Come on Bowser, show ‘em how it’s done.






9 responses to “You’re Not The Boss Of Me!”

  1. Alex avatar

    You brought up the big one… Assassins Creed. Argh! I think it must now be nearly a year since I completed that and I’m STILL p****d about the ending. BAD FORM.
    I know how you feel though, i remember getting to the end of Doom 3 only to be hideously disappointed. I love a good hard boss fight, one I can get stuck on at least 5 or 6 times.
    The irony of it is, the only last level I’ve been well and truly stuck on to the point I can’t do anything more; is the last level on Simpsons Hit and Run. How is that fair??

  2. Laura avatar

    Trying to defeat Raam in GOW very nearly made me cry! When his head finally popped I got one of the biggest gamegasms of my life!

    Stoopid weak Brumak!

    I do like the Halo buggy ending though. I’d better go and confess that in the “What’s your biggest gaming shame?” thread.

  3. Michael avatar

    I also liked the first Halo ending – it was different because it wasn’t a boss. Refreshing change; shame about facing off against an ape-bear with a hammer in H2 and rehashing the original in the third instalment.

    “Trying to defeat Raam in GOW very nearly made me cry! When his head finally popped I got one of the biggest gamegasms of my life!”

    Steady on, luv! Jeez…

  4. Tony avatar

    Gears 2 had the most disappointing finale ever.

    I’m so glad someone else has written about this. It was less a test of skill and more a test of “Can you hold down the trigger button for 20 seconds?”. I’m not even sure it was possible to miss the bloody thing.

  5.  avatar

    You can add Fable II to your list of end game non-bosses aswell

  6.  avatar

    ^^ Barry

  7. MrCuddleswick avatar

    Well…I think in fairness that if you’re looking at the mutated Brumak as not being enough of a challenge then you’re forgetting that you already had a nasty, difficult end-boss at the end of Act 4, and Act 5 is really just a bonus.

    They chose to end the game in a different way to normal, and that doesn’t bother me.

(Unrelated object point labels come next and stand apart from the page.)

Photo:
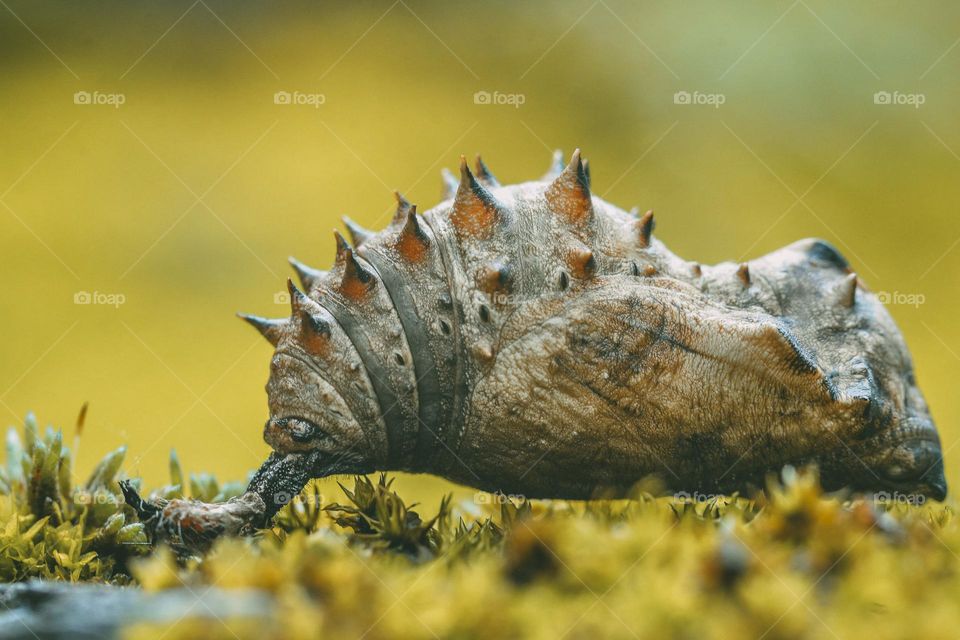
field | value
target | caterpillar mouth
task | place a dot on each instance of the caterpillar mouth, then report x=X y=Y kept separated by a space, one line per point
x=280 y=478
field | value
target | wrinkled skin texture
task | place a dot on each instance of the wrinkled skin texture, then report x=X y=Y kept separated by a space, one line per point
x=536 y=340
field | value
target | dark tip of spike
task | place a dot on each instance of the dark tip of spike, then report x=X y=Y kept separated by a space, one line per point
x=268 y=328
x=645 y=227
x=403 y=206
x=569 y=194
x=475 y=210
x=449 y=185
x=743 y=274
x=342 y=247
x=582 y=262
x=309 y=277
x=357 y=279
x=413 y=242
x=556 y=166
x=358 y=235
x=484 y=174
x=823 y=251
x=297 y=297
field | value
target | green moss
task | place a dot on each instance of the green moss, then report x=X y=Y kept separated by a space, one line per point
x=796 y=563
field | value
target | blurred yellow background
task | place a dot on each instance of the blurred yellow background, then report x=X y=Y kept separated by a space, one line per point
x=146 y=161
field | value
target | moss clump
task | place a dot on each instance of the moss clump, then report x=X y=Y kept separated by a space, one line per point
x=792 y=564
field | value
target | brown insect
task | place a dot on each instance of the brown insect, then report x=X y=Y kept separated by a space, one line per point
x=536 y=340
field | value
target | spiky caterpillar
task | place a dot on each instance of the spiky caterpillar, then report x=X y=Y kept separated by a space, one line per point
x=537 y=340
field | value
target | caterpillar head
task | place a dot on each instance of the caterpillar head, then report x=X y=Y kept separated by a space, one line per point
x=307 y=413
x=896 y=445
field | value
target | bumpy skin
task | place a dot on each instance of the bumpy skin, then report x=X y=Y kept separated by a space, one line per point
x=537 y=340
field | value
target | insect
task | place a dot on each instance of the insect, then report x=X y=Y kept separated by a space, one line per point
x=536 y=340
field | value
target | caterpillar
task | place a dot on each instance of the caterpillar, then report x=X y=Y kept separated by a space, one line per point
x=536 y=340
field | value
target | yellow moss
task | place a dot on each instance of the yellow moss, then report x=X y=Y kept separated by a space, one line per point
x=795 y=564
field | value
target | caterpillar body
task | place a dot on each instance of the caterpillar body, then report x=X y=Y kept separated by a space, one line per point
x=536 y=340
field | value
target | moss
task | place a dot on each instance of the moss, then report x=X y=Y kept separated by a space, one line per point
x=796 y=563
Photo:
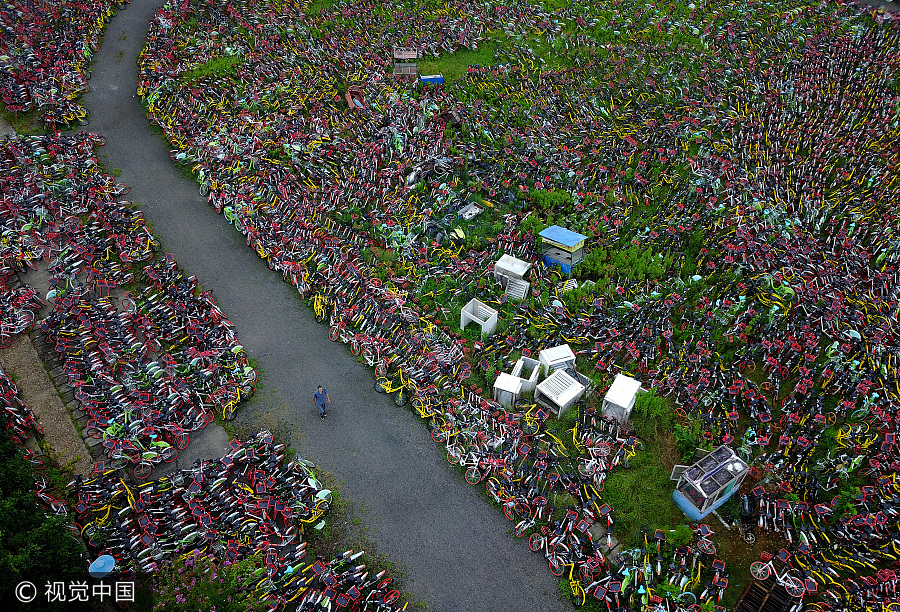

If the rest of the game wasn’t challenging then it would be a problem, but (on Insane and maybe Hardcore) the rest of the game is pretty challenging so I don’t mind the break from the norm at the end.

  8. Andy Turner avatar
    Andy Turner

    I was a little underwhelmed by the Brumak especially in comparison to Raam and even the previous bosses I’d fought in Gears 2

    Maybe this new campaign DLC there’s been talk of will offer more of a challenge.

  9. Power Up avatar
    Power Up

    Anomynous is right. The Gears 2 final Brumak was a little too easy to beat but the biggest anti-climax to any game I can think of in recent history has to be Fable 2. So you finally come against the man that killed your sister, left you for dead and the reason you were in that Spire all that time torturing your fellow man and what kind of boss fight do you get? None-whatsoever! He just stood there and one bullet sent him into the section of hell reserved for poor villains.